Sunday 22 November 2015

Two Human Rights violations ignored by the left

In the West we take the right of free speech and expression for granted. Elsewhere such freedoms are non-existent or under threat. Two countries with the worst human rights records are Saudi Arabia and Iran.

The Guardian reports:

A Palestinian poet and leading member of Saudi Arabia’s nascent contemporary art scene has been sentenced to death for renouncing Islam.

A Saudi court on Tuesday ordered the execution of Ashraf Fayadh, who has curated art shows in Jeddah and at the Venice Biennale. The poet, who said he did not have legal representation, was given 30 days to appeal against the ruling.
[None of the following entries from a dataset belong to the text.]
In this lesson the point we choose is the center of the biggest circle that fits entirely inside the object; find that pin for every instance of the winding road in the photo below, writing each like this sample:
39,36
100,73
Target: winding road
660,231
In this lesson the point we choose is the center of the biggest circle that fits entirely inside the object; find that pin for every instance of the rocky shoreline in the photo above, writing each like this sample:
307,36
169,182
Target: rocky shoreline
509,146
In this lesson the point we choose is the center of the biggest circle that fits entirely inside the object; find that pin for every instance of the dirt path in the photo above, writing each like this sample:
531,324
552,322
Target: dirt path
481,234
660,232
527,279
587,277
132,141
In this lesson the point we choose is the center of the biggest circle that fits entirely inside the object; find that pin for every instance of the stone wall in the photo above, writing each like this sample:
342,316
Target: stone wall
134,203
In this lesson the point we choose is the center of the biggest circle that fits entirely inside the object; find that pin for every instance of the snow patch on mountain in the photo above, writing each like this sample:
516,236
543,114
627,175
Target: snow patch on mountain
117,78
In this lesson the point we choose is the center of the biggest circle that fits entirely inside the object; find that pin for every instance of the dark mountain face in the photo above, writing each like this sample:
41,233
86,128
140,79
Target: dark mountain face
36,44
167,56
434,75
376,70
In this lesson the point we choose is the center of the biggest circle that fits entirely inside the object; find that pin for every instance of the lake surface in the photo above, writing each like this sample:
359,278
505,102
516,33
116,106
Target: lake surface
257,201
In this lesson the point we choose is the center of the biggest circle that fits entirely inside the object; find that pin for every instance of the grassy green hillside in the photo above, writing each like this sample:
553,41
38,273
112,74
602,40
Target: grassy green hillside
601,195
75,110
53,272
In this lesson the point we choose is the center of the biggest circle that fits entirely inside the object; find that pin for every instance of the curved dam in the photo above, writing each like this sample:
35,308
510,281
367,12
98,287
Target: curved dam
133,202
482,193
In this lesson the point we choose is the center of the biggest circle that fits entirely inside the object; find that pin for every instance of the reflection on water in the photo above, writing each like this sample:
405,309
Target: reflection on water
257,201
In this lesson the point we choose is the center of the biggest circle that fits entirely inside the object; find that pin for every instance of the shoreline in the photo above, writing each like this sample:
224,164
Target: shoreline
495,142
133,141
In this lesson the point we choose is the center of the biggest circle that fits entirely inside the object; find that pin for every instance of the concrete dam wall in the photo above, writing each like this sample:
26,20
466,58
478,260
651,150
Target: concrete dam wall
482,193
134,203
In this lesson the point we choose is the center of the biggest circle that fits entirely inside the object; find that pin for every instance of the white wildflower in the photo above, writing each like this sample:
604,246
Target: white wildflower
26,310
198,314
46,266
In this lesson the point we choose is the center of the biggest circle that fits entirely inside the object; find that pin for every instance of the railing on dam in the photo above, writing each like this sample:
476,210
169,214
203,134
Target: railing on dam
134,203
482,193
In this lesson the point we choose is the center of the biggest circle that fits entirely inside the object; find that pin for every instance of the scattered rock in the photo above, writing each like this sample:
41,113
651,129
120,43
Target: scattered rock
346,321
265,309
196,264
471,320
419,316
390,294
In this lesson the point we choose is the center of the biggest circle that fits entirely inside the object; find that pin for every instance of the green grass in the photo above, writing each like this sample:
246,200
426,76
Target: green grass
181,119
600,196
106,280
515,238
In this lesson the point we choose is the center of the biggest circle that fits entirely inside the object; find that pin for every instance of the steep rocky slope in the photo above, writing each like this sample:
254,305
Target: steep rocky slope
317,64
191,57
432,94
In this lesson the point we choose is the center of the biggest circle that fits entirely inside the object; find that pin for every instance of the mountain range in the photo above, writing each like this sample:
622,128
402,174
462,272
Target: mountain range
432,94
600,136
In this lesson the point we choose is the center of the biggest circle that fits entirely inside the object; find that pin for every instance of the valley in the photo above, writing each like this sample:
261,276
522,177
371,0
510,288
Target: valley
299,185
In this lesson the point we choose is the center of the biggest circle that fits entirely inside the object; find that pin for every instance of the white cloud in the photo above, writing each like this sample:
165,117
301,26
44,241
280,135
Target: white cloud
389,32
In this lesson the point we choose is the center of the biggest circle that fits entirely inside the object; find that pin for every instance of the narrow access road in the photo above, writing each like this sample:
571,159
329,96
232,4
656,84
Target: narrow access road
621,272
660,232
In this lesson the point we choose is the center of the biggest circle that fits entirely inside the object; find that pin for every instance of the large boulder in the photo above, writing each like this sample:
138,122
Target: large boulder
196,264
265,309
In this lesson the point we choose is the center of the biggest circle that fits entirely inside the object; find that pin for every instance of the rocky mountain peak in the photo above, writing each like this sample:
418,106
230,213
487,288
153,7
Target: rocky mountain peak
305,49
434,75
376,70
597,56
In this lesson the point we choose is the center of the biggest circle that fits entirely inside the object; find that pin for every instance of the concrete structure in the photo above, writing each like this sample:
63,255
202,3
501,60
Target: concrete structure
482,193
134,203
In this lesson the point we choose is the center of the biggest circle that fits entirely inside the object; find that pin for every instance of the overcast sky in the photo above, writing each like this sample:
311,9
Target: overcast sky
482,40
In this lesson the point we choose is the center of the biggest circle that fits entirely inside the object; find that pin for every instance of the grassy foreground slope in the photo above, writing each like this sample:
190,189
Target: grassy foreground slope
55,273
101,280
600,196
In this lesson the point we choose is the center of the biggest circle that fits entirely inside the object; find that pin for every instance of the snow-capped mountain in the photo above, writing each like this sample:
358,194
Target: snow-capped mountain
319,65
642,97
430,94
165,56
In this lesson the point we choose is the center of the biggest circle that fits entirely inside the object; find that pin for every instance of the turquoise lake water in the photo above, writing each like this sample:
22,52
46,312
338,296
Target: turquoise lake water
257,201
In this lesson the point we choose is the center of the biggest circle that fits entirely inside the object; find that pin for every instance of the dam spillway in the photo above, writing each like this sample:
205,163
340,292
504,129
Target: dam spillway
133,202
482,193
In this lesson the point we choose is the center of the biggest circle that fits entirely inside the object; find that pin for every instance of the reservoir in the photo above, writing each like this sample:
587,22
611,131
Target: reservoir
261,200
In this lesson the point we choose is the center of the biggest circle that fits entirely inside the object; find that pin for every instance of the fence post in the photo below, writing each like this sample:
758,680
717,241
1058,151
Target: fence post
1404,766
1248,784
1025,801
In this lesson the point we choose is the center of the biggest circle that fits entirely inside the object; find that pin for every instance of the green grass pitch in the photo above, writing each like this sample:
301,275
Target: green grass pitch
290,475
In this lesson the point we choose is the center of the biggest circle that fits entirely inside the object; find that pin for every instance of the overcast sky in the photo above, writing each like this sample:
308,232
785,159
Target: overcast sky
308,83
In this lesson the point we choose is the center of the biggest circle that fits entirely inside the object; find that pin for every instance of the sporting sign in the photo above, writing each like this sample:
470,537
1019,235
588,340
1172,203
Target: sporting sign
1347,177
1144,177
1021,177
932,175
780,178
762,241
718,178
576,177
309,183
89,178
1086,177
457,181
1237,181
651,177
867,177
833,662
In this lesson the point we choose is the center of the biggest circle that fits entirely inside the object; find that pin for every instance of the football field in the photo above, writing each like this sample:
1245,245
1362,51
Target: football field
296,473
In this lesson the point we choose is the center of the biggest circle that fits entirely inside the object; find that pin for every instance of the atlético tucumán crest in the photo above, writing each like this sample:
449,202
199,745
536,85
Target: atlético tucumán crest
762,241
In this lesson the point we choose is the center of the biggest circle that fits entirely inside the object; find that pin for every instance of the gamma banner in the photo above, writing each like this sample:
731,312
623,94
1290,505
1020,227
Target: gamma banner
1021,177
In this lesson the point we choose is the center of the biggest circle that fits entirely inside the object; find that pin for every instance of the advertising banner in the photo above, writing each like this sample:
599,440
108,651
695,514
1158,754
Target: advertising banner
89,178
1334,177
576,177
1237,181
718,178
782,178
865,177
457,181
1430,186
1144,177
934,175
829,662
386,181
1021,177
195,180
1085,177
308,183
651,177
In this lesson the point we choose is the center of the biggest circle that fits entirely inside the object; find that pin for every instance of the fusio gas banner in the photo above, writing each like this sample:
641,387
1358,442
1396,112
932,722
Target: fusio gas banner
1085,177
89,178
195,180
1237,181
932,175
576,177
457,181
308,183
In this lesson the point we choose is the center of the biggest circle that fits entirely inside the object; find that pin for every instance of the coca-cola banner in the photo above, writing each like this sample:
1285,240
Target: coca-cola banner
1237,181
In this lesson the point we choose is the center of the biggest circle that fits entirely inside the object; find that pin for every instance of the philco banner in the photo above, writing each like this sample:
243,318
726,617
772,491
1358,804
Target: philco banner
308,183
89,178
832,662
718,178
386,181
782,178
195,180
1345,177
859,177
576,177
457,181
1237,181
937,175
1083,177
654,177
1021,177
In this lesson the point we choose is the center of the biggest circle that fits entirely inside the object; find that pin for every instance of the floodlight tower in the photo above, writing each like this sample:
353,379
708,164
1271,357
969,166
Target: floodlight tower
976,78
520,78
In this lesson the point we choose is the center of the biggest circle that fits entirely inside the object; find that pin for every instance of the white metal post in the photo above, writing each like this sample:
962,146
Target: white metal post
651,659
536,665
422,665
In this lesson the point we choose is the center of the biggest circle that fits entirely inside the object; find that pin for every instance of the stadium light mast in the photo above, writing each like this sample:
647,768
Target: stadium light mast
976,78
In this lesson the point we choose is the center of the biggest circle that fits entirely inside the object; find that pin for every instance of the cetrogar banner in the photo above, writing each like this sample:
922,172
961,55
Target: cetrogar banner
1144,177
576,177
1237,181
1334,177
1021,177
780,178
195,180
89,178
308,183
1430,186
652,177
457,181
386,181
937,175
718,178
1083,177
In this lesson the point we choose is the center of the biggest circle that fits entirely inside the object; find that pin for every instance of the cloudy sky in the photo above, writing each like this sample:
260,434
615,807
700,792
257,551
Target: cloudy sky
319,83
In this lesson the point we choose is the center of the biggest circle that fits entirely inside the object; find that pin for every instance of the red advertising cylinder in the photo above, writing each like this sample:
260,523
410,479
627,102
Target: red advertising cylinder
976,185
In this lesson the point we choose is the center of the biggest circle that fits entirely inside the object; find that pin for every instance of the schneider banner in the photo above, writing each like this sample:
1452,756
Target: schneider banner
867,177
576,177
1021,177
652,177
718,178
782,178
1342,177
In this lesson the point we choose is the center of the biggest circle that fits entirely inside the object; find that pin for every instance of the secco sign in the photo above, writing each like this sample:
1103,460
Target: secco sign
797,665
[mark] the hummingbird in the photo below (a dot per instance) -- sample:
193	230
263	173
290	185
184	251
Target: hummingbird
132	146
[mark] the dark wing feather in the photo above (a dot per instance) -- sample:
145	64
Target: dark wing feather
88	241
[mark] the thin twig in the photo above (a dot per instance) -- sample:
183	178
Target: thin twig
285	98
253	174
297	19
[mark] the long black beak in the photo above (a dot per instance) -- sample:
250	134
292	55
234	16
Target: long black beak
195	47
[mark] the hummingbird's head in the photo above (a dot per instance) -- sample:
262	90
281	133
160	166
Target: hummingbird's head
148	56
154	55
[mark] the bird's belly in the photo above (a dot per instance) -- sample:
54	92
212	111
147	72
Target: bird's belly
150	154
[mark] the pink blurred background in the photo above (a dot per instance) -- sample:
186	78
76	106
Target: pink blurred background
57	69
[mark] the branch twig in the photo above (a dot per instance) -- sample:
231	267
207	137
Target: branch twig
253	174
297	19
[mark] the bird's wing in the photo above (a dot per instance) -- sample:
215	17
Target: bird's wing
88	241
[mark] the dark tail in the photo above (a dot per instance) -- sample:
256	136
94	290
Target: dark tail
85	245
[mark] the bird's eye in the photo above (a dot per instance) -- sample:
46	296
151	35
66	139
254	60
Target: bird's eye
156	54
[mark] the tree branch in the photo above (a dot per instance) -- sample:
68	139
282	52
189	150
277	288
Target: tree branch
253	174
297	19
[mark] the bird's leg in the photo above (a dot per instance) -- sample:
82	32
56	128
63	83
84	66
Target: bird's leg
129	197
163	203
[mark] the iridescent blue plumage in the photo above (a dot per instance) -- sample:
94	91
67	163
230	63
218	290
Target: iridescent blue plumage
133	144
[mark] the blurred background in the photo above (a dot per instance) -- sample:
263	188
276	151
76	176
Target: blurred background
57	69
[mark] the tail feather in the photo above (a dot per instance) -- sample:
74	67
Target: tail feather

Fayadh, 35, a key member of the British-Saudi art organisation Edge of Arabia, was originally sentenced to four years in prison and 800 lashes by the general court in Abha, a city in the south-west of the ultraconservative kingdom, in May 2014.

But after his appeal was dismissed he was retried last month and a new panel of judges ruled that his repentance did not prevent his execution.

Meanwhile in Iran:

The journalist Solmaz Ikdar has been sentenced to three years in prison for “insulting the Supreme Leader” and “propaganda against the state.” The charges were based on content she posted on her Facebook page.

The trial, presided over by Judge Moghisseh, took place on October 20, 2015, and Ikdar’s sentence was issued on November 10, 2015, a source told the International Campaign for Human Rights in Iran.

Ikdar, 33, has spent her journalism career writing for several reformist publications, including Shargh, Bahar, Farhikhtegan, and Mardom-e Emrooz.

Her sentencing takes place within the context of an intensified campaign by hardliners against journalists and reformists in Iran. During recent weeks, several Iranian journalists have been arrested by the Revolutionary Guards’ Intelligence Organization.

Authorities in Iran have also cracked down particularly hard on any dissenting opinion expressed on social media, a platform they have come to fear due to its widespread use among Iranian youth.

The journalist’s sentence reflects the broader campaign underway by hardliners in Iran to assert their dominance in the domestic sphere in the post-nuclear deal environment.

The left remain silent on these issues and accuse those of us that raise them of being Islamophobes or in more extreme cases "Zionist s*itheads "as happened to me me when I tried raising the Palestinian Ashraf Fayadh on a Labour Party Face Book forum at the weekend. My accuser didn't like highlighting "certain countries" because the "whole picture" needed to be seen. He then attacked Israel and declined from condemning the execution. Possibly and Islamist, certainly part of the "anti-imperialist" brigade that has come to pollute the "left". 

The need for a new progressive movement has never been greater.